O Ato Público realizado pelo Sinait e pela AAFIT/MG em Belo Horizonte nesta segunda-feira, 28 de janeiro, contou com a presença de Auditores-Fiscais do Trabalho, familiares dos Auditores-Fiscais assassinados em Unaí, de parlamentares, de sindicalistas, de representantes de movimentos sociais e instituições públicas. O Ato aconteceu na porta do prédio da Justiça Federal em Belo Horizonte, a partir das 14 horas. O local foi escolhido porque é lá, na 9ª Vara Federal, que estão os autos do processo dos réus envolvidos no crime que ficou conhecido como Chacina de Unaí e que completou nove anos sem que qualquer dos acusados tenha sido ainda julgado.
A juíza substituta da 9ª Vara, Raquel Vasconcelos Alves de Lima, analisava o processo há oito meses, desde maio de 2012. Na última semana, quando todos esperavam que a data do julgamento fosse anunciada, ela surpreendeu decidindo declinar da competência do julgamento e determinando a remessa dos autos para a Vara Federal de Unaí, criada em 2010.
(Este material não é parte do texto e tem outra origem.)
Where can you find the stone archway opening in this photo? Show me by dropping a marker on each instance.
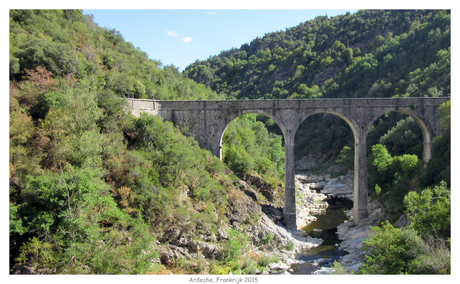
(252, 148)
(325, 164)
(398, 148)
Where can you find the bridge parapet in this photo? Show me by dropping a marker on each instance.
(207, 121)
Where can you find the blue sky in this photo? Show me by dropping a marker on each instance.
(180, 37)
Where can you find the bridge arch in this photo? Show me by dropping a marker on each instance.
(350, 121)
(230, 118)
(427, 130)
(359, 180)
(207, 121)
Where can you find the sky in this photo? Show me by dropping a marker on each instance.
(180, 37)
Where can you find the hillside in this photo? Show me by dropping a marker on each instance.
(366, 54)
(94, 190)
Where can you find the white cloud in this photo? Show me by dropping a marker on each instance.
(171, 33)
(186, 39)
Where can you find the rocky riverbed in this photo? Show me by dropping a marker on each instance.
(311, 200)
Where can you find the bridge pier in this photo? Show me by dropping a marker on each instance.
(290, 216)
(207, 121)
(360, 182)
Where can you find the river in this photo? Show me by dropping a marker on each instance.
(325, 227)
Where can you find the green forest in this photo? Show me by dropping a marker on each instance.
(93, 189)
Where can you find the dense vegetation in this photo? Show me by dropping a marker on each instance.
(93, 189)
(363, 55)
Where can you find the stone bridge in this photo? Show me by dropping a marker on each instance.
(207, 121)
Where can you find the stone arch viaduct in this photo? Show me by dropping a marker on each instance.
(207, 121)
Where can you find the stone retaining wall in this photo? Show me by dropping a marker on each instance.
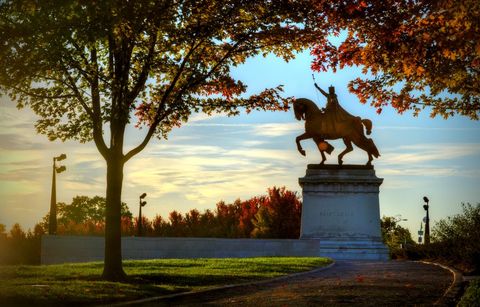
(64, 249)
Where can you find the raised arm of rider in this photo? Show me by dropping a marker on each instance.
(321, 91)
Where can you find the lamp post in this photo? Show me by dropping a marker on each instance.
(398, 220)
(141, 204)
(427, 221)
(52, 221)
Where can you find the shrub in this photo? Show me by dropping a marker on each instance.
(471, 297)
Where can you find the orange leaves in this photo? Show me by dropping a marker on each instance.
(420, 48)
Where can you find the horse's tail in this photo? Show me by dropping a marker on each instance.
(368, 125)
(373, 149)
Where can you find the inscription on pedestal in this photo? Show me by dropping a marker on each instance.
(341, 202)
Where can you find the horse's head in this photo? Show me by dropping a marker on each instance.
(299, 109)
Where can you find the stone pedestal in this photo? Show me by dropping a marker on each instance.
(341, 209)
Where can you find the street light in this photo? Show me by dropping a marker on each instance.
(427, 221)
(52, 222)
(142, 203)
(399, 219)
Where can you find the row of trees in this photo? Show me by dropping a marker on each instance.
(90, 69)
(274, 215)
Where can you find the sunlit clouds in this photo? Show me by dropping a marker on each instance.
(213, 158)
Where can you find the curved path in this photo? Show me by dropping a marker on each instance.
(365, 283)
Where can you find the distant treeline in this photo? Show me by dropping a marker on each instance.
(275, 215)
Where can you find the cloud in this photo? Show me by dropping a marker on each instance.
(421, 153)
(277, 129)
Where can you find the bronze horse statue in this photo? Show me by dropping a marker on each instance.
(333, 123)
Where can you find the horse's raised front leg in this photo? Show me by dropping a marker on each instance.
(300, 138)
(318, 141)
(349, 148)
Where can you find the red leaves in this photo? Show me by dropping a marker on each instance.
(420, 49)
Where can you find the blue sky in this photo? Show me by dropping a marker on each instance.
(224, 158)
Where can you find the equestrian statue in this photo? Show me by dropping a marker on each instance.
(333, 122)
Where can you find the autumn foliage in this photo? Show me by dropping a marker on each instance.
(419, 54)
(275, 215)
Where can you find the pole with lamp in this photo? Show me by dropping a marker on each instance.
(399, 219)
(52, 221)
(427, 221)
(142, 203)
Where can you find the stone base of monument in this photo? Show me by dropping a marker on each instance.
(341, 210)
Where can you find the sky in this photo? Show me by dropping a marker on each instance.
(216, 158)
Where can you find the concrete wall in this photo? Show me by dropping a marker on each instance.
(64, 249)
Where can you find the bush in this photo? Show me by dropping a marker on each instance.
(471, 297)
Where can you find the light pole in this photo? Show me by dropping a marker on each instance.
(398, 220)
(427, 221)
(52, 221)
(141, 204)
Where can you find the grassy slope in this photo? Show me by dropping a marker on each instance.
(80, 283)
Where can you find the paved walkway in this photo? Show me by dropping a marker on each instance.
(364, 283)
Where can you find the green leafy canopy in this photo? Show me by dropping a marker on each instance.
(81, 65)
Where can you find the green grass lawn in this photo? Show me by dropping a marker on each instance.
(80, 283)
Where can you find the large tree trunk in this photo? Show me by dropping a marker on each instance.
(113, 269)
A decisão causou uma verdadeira comoção e indignação diante de seus desdobramentos como o adiamento do julgamento por tempo indeterminado. Além disso, a realização do júri na cidade em que os acusados de serem mandantes do crime têm grande influência política e econômica fica comprometido em sua isenção.
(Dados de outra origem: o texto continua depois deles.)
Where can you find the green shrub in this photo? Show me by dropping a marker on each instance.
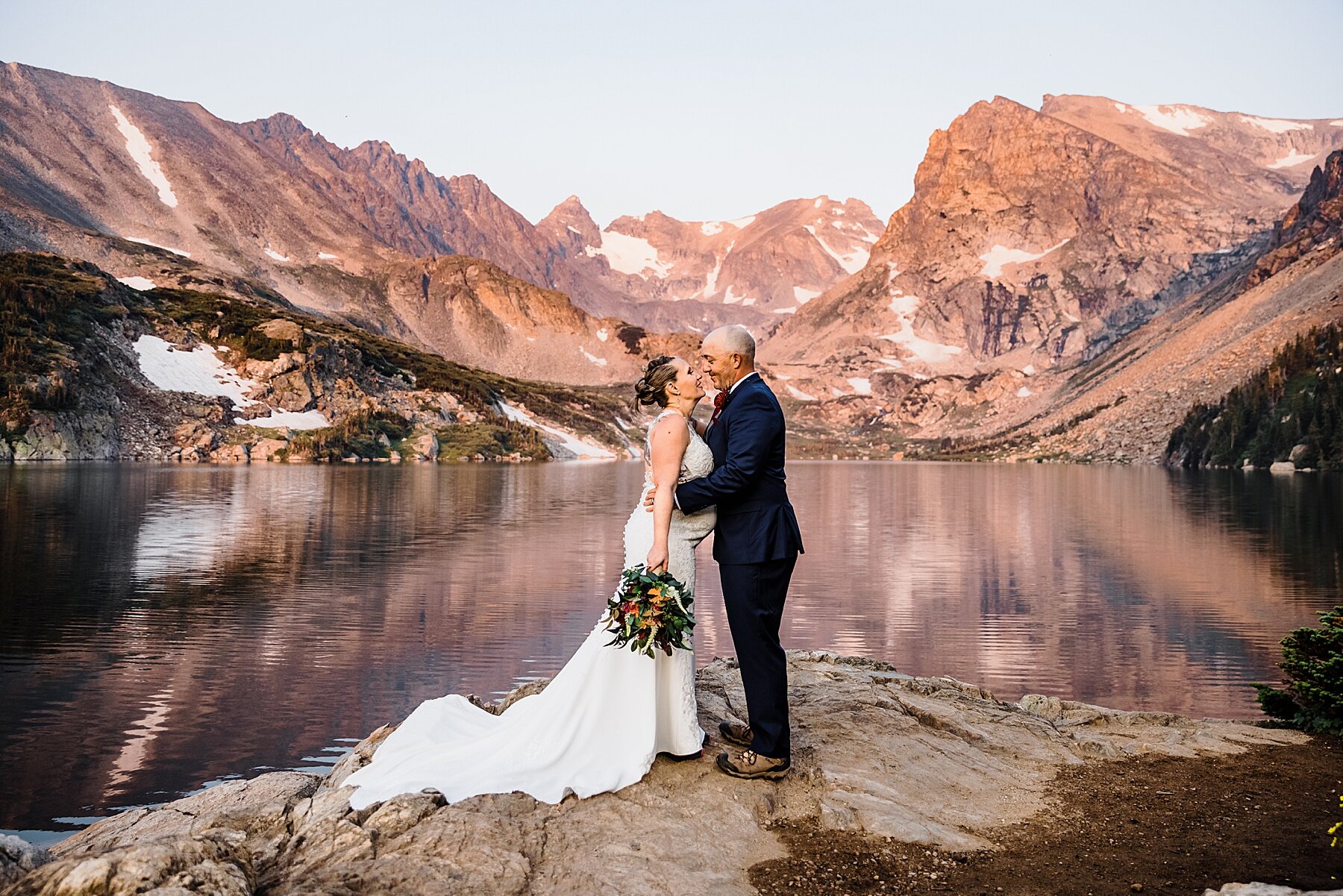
(1297, 399)
(1312, 701)
(490, 441)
Este foi o tom de todos os pronunciamentos durante o Ato Público, coordenado pelo presidente da AAFIT/MG, José Augusto de Paula Freitas. Manifestaram sua indignação com a impunidade, a demora do julgamento e com a decisão da juíza o representante da Comissão Pastoral da Terra, Frei Xavier Plassat; os deputados federais Domingos Dutra (PT/MA) e Nilmário Miranda (PT/MG); o deputado estadual Rogério Correia (PT/MG); o vereador Gilson Reis (PCdoB); o Procurador Chefe do Ministério Público do Trabalho Luiz Camargo de Melo; o diretor do Sindifisco Nacional Luiz Henrique Franca; o presidente da Delegacia Sindical do Sindifisco Nacional em Belo Horizonte, Luiz Sérgio Fonseca; o presidente da Associação Nacional dos Procuradores do Trabalho Carlos Eduardo de Azevedo; o diretor da Associação dos Magistrados do Trabalho/MG Bruno Alves Rodrigues; o representante do Movimento dos Trabalhadores Sem-Terra – MST Sílvio Neto; o Superintendente Regional do Instituto Nacional de Colonização e Reforma Agrária – Incra Carlos Calazans; o coordenador geral do Sindicato dos Trabalhadores do Poder Judiciário Federal/MG – Sitraemg Hebe Bicalho.
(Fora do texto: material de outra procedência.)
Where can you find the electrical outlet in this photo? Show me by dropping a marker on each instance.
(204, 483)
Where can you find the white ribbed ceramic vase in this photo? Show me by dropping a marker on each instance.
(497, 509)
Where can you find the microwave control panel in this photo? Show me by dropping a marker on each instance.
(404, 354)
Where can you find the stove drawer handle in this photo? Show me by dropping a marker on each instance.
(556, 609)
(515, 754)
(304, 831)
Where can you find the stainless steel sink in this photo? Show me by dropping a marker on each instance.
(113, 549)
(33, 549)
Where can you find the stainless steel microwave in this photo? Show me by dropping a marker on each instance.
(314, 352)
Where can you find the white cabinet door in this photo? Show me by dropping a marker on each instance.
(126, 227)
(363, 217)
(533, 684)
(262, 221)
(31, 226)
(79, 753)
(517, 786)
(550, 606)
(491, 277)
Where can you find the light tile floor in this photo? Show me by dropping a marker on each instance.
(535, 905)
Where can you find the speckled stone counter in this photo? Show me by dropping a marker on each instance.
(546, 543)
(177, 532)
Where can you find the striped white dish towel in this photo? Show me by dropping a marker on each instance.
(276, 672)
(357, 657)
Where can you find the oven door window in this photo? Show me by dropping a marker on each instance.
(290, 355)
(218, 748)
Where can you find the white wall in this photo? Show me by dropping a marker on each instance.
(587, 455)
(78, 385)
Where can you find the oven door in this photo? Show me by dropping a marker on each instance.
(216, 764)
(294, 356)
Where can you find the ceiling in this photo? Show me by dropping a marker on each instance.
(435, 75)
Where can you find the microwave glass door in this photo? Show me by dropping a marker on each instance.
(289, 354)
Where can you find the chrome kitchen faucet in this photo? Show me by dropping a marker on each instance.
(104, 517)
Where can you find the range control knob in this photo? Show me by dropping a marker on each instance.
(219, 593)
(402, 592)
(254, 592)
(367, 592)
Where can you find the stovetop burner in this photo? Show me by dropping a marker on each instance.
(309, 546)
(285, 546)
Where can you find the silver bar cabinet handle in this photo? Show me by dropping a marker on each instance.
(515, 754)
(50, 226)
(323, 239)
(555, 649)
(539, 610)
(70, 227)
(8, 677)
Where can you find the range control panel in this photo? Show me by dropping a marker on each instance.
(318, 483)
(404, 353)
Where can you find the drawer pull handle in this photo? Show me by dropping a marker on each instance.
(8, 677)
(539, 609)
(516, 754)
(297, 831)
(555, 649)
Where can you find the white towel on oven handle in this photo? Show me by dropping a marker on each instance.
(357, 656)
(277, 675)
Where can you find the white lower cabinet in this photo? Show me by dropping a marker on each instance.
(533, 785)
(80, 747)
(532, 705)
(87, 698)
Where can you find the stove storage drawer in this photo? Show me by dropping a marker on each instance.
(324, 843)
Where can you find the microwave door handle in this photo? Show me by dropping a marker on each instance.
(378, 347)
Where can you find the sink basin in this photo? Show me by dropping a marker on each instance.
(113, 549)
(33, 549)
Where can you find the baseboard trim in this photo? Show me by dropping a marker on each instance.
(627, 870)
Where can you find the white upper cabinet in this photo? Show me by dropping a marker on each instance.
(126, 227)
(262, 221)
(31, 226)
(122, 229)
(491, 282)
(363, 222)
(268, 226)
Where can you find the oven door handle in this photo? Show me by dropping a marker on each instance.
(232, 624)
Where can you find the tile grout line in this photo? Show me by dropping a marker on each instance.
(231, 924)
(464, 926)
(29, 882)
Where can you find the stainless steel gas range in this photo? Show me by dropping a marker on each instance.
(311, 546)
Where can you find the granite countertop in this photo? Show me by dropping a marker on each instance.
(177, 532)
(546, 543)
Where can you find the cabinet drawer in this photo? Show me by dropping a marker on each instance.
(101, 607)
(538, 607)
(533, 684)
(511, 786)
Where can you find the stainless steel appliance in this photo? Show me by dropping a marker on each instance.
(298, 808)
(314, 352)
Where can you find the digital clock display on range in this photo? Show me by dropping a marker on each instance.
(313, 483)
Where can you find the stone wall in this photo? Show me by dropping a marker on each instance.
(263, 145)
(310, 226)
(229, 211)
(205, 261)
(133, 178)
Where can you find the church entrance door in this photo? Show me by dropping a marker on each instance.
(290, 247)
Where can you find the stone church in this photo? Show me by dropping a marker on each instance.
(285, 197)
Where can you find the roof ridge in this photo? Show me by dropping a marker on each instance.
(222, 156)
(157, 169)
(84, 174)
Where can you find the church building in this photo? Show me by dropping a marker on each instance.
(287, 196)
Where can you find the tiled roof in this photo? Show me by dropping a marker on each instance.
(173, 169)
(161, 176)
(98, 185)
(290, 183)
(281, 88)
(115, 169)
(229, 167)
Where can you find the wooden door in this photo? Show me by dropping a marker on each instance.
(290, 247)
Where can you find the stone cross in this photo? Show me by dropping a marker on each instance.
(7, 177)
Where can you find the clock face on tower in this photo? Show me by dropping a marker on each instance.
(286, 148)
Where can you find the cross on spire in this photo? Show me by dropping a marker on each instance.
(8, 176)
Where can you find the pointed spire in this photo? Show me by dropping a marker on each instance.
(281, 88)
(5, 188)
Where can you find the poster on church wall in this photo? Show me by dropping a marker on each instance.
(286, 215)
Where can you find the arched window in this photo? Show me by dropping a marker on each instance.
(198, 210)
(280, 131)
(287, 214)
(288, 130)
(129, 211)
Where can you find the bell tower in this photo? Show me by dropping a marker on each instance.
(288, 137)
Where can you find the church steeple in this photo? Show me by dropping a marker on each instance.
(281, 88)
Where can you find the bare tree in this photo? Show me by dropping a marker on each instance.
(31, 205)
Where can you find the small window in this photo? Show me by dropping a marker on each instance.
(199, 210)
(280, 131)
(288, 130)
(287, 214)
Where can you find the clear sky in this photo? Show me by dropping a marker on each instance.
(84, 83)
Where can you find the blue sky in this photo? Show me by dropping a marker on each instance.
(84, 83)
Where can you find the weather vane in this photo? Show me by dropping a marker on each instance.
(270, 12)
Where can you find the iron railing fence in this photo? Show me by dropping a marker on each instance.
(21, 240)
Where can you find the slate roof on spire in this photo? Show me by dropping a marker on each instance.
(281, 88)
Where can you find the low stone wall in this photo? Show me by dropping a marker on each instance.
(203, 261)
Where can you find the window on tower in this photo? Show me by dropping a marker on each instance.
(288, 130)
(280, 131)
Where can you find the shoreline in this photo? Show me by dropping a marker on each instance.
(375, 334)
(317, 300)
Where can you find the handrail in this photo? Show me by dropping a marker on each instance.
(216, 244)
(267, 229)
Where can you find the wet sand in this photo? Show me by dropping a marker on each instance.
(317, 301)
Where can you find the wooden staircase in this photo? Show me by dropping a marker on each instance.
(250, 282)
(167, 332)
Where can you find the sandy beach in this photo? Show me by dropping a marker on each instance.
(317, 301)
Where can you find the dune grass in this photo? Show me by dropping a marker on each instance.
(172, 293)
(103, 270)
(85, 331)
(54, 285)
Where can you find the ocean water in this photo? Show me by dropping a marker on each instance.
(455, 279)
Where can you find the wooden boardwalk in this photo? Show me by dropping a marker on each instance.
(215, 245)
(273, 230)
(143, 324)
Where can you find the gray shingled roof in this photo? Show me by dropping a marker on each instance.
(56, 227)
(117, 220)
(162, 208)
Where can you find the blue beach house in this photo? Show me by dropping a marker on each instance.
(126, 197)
Vários procuradores do Trabalho também compareceram, assim como membros das diretorias das entidades já citadas, e representantes da Conferência Nacional dos Bispos do Brasil.
Um momento emocionante foi o pronunciamento de Marinês Lina, viúva do Auditor-Fiscal do Trabalho Eratóstenes de Almeida Gonsalves, que falou ao lado de Helba Soares, viúva de Nelson José da Silva, e de Genir Lage, viúva de João Batista Soares Lage. Muito comovida, ela disse que o sofrimento das famílias não tem fim e que a impunidade aumenta a dor. Ela fez um apelo à Justiça para que realize o julgamento dos réus, para que a Justiça seja, finalmente, feita.
Justiça dos Homens
A presidente do Sinait, Rosângela Rassy, foi, mais uma vez, contundente ao criticar a decisão da juíza Raquel Vasconcelos. A transferência do julgamento para Unaí, segundo ela, é antecipar a absolvição dos réus, que têm muita influência na região. Ela disse acreditar na Justiça, mas que “a Justiça dos Homens precisa ser mais rápida, pois não podemos esperar apenas pela Justiça Divina, que já começou a ser feita”, fazendo alusão à morte do réu Francisco Elder Pinheiro que morreu no dia 7 de janeiro, vítima de um Acidente Vascular Cerebral.
Rosângela ressaltou também o fato de que a decisão da juíza é inconstitucional e vai contra as decisões de instâncias superiores, como o Supremo Tribunal Federal e o Superior Tribunal de Justiça, que determinaram que o julgamento deve ser feito em Belo Horizonte, no âmbito da 9ª Vara Federal, que emitiu a Sentença de Pronúncia e é a vara natural do processo, independente da criação da Vara Federal de Unaí. Afirmou que o Sinait e a AAFIT/MG recorrerão a todas as instâncias para reverter a decisão, assim como o Ministério Público Federal, que já declarou que recorrerá da decisão.